Researchers are developing new image-analysis algorithms that yield actionable inferences from low signal-to-noise data gathered from different ground- and space-based observatories that might otherwise be discarded. Integrating these image processing and inference algorithms with constellations of small satellites, can provide a tool that is highly applicable to space security missions.
The 2011 Nobel Prize in Physics was awarded for the discovery of the accelerating expansion of the universe, thought to be driven by "dark energy," which has no explanation by known physical phenomena. Lawrence Livermore contributes leading roles in two next-generation dark-energy surveys: the ground-based Large Synoptic Survey Telescope in northern Chile and the National Aeronautics and Space Administration's space-based WFIRST-AFTA (Wide-Field Infrared Survey Telescope and Astrophysics Focused Telescope Assets). Both surveys will image billions of galaxies, and for the first time we will be limited by systematics rather than statistical errors. We plan to improve dark-energy parameter constraints from these surveys by an order of magnitude with new image-analysis algorithms that synthesize many low signal-to-noise observations to reduce both systematic and statistical errors in the measurements of gravitational lensing effects on galaxy images. Our approach relies on numerical forward simulation of images, including source properties (e.g., brightness, morphology, and spectral features), observing conditions (e.g., atmosphere turbulence or telescope image aberrations), and detector response. These simulations are embedded into a Monte Carlo statistical framework, which relies on repeated random sampling to compute results, to characterize noise distributions and propagate maximal information about sources in compressed form. Because this characterization of images retains all statistical information, optimal combinations of information from multiple images is possible to derive new insights that are often unachievable with any single observation. Because many space surveillance applications face similar challenges, we will also develop the dual-use applications of our image reduction and analysis algorithms for key national security missions.
Traditional astronomical image analysis relies on point estimators of source properties extracted into a catalog for downstream processing. Such point estimators invariably become biased and sub-optimal as various systematic errors become important and as the signal-to-noise ratio of the measurements decrease. We expect our approach will change the way that most astronomical imaging is analyzed and improve the inferences about cosmological parameters and galaxy properties by an order of magnitude to enable distinguishing dark energy from modified gravity. With a statistically sampled forward-model of the sensor pixel data, our algorithms are less prone to biased inferences and can regulate measurements with arbitrarily low signal-to-noise. In some cases, our algorithms promise to significantly reduce risk in key science requirements. For space domain awareness, our program may create actionable inferences from low signal-to-noise data from different observatories that might otherwise be discarded. We expect to create new capabilities for integrating numerous economical sensors to replace a few conventional expensive facilities.

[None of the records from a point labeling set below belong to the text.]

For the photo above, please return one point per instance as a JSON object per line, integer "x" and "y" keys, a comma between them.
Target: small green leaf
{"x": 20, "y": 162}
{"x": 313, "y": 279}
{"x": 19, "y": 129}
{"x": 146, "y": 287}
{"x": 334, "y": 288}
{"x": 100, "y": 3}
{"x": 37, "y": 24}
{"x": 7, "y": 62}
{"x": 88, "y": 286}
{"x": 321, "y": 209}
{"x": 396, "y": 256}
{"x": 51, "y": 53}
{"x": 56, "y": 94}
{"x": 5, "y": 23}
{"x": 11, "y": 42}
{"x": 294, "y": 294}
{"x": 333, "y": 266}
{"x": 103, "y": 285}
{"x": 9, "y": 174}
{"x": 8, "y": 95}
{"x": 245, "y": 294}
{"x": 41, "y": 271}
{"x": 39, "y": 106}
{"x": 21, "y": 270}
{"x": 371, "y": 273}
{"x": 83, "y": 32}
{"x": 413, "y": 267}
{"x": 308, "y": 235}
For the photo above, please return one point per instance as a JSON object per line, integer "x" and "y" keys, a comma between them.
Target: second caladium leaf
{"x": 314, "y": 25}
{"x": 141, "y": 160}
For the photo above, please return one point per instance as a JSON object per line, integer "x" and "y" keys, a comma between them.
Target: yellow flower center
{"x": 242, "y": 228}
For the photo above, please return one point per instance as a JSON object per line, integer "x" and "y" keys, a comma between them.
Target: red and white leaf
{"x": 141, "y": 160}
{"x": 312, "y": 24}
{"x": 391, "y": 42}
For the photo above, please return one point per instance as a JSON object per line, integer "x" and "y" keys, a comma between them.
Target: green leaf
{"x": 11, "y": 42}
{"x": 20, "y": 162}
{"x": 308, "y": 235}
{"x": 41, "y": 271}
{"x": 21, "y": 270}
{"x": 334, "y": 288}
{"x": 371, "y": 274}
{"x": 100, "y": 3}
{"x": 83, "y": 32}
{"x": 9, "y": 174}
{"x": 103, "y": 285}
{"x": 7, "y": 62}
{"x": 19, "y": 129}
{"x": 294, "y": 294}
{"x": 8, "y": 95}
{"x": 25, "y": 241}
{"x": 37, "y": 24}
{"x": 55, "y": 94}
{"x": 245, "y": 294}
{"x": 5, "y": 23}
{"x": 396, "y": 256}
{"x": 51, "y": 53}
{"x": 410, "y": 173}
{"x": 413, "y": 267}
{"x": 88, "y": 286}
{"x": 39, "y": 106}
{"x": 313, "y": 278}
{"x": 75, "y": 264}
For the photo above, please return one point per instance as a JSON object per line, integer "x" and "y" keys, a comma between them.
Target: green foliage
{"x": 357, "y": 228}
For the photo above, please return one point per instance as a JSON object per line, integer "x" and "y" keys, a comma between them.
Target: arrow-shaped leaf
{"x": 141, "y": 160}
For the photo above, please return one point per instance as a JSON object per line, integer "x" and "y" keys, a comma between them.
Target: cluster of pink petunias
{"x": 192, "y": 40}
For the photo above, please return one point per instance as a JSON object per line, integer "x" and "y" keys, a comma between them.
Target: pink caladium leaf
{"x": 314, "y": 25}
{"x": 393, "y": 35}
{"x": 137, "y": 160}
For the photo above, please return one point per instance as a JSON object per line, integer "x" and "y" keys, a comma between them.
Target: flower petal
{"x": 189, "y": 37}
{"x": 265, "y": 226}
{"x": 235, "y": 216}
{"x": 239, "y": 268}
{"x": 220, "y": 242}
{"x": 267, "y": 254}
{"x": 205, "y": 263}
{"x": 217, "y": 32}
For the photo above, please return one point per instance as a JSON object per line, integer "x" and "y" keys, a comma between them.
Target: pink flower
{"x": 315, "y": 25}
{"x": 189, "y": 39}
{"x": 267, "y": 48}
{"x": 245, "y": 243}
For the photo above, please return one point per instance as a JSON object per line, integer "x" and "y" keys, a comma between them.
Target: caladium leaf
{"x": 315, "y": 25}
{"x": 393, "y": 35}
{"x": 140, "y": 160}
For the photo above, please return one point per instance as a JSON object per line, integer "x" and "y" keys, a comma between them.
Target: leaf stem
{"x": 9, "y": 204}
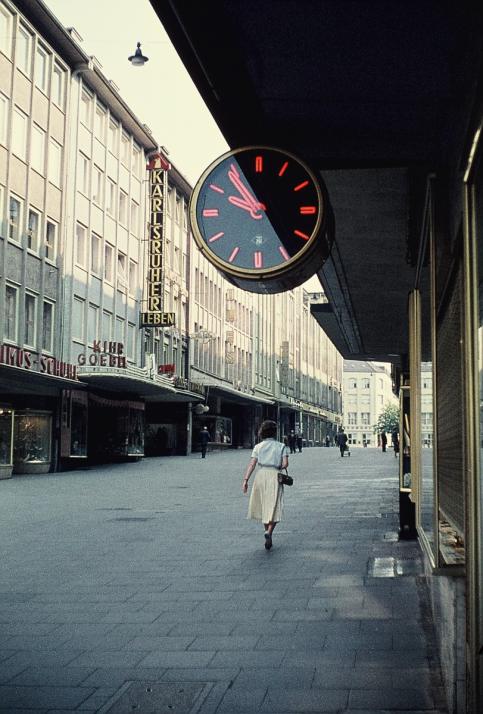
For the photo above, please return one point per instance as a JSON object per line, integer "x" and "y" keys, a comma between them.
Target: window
{"x": 113, "y": 137}
{"x": 125, "y": 143}
{"x": 111, "y": 198}
{"x": 121, "y": 267}
{"x": 100, "y": 123}
{"x": 135, "y": 160}
{"x": 47, "y": 326}
{"x": 97, "y": 186}
{"x": 41, "y": 69}
{"x": 86, "y": 109}
{"x": 11, "y": 313}
{"x": 83, "y": 166}
{"x": 33, "y": 230}
{"x": 3, "y": 117}
{"x": 108, "y": 262}
{"x": 92, "y": 323}
{"x": 50, "y": 240}
{"x": 80, "y": 245}
{"x": 30, "y": 321}
{"x": 122, "y": 207}
{"x": 134, "y": 217}
{"x": 95, "y": 254}
{"x": 106, "y": 325}
{"x": 37, "y": 149}
{"x": 131, "y": 340}
{"x": 55, "y": 163}
{"x": 119, "y": 329}
{"x": 5, "y": 31}
{"x": 78, "y": 319}
{"x": 133, "y": 275}
{"x": 58, "y": 85}
{"x": 15, "y": 219}
{"x": 23, "y": 51}
{"x": 19, "y": 134}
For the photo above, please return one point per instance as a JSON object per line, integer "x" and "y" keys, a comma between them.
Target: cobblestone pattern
{"x": 150, "y": 572}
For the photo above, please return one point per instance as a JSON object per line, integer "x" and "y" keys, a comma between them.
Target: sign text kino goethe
{"x": 154, "y": 315}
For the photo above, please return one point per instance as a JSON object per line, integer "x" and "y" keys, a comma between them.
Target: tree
{"x": 388, "y": 420}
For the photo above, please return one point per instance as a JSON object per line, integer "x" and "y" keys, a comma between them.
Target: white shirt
{"x": 269, "y": 452}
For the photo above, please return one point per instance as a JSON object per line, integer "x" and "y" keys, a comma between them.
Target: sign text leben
{"x": 154, "y": 316}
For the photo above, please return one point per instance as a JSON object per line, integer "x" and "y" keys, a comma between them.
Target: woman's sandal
{"x": 268, "y": 540}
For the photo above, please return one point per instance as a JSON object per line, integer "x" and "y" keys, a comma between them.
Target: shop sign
{"x": 183, "y": 383}
{"x": 154, "y": 316}
{"x": 166, "y": 369}
{"x": 104, "y": 354}
{"x": 44, "y": 364}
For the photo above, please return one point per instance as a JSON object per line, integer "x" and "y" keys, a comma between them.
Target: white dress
{"x": 266, "y": 497}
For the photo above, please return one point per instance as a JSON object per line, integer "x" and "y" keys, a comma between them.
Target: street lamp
{"x": 138, "y": 59}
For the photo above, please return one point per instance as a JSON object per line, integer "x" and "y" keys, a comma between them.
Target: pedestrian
{"x": 300, "y": 441}
{"x": 342, "y": 441}
{"x": 383, "y": 441}
{"x": 204, "y": 439}
{"x": 266, "y": 497}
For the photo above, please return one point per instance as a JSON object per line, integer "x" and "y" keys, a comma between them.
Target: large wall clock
{"x": 262, "y": 217}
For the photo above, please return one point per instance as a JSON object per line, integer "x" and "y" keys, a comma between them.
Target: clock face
{"x": 256, "y": 213}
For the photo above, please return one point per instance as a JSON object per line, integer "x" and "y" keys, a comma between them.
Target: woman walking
{"x": 266, "y": 497}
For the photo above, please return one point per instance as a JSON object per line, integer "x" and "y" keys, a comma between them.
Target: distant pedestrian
{"x": 204, "y": 439}
{"x": 300, "y": 441}
{"x": 383, "y": 440}
{"x": 266, "y": 497}
{"x": 342, "y": 441}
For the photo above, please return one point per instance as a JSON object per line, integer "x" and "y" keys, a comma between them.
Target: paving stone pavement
{"x": 149, "y": 574}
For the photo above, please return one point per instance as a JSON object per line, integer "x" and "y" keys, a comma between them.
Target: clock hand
{"x": 241, "y": 203}
{"x": 249, "y": 199}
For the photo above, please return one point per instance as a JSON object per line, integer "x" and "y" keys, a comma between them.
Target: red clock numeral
{"x": 258, "y": 259}
{"x": 283, "y": 169}
{"x": 233, "y": 255}
{"x": 215, "y": 237}
{"x": 302, "y": 235}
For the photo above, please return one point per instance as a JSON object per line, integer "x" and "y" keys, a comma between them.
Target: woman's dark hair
{"x": 268, "y": 429}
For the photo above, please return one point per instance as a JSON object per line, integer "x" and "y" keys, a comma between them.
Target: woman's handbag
{"x": 284, "y": 478}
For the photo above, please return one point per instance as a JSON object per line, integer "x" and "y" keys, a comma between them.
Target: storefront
{"x": 32, "y": 385}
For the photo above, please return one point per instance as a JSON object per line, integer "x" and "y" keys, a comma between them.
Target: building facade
{"x": 82, "y": 380}
{"x": 368, "y": 389}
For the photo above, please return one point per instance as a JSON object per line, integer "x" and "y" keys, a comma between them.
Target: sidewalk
{"x": 143, "y": 585}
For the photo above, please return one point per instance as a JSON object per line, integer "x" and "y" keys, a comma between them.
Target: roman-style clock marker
{"x": 272, "y": 218}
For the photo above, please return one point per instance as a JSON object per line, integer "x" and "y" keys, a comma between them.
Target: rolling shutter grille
{"x": 450, "y": 405}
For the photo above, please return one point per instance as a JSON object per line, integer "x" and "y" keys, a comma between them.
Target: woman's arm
{"x": 251, "y": 465}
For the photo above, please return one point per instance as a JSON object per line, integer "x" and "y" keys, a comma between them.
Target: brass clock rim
{"x": 257, "y": 273}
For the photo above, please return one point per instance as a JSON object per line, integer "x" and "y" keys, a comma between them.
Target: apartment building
{"x": 367, "y": 391}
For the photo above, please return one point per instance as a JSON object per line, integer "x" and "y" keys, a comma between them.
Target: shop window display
{"x": 32, "y": 442}
{"x": 6, "y": 441}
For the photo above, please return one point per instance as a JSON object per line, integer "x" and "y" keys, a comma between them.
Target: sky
{"x": 161, "y": 93}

Specific tasks include (1) scaling image analysis and hierarchical inference algorithms, (2) building an orbital debris catalog from optical transit surveys, (3) deriving new dark-energy constraints from initial dark-energy surveys, (4) preparing for the Large Synoptic Survey Telescope commissioning and testing our analysis methodology on next-stage dark-energy surveys, and (5) simulating an integrated space surveillance mission with multiple observatories. A successful project will establish a leading role for Livermore in the science analyses from the two dark-energy survey telescopes and enable new mission concepts for space surveillance.
The dual-use application of our image processing and inference algorithms will meet the research and development requirements in the development of constellations of small satellites to perform national security missions, including detailed modeling and simulation of constellations and design of algorithms to combine information from similar sensors. This effort supports DOE goals in science and security and the Laboratory's mission challenge area in space security. Our methodology is applicable to the Laboratory’s core competency in high-performance computing, simulation, and data science.
In FY17 we (1) demonstrated image analysis components using both simulated and real data from a variety of input sources, including new detection algorithms and Bayesian probability models for characterizing sources in the images; (2) deployed computational tools on high-performance computing resources and tested the scalability of certain algorithms with input data size; and (3) developed algorithm modifications for data calibration and utilization of multi-epoch imagery to filter desired signals from background noise.
Dawson, W. A., Schneider, M. D., 2017. "The Design of Sensitive Optical Surveys for Space Situational Awareness." LLNL-TR-737015.
Schneider, M. D., et al. 2017. "Probabilistic Cosmological Mass Mapping from Weak Lensing Shear." Astrophys. J. 839. LLNL-JRNL-697380. doi:10.3847/1538-4357/839/1/25.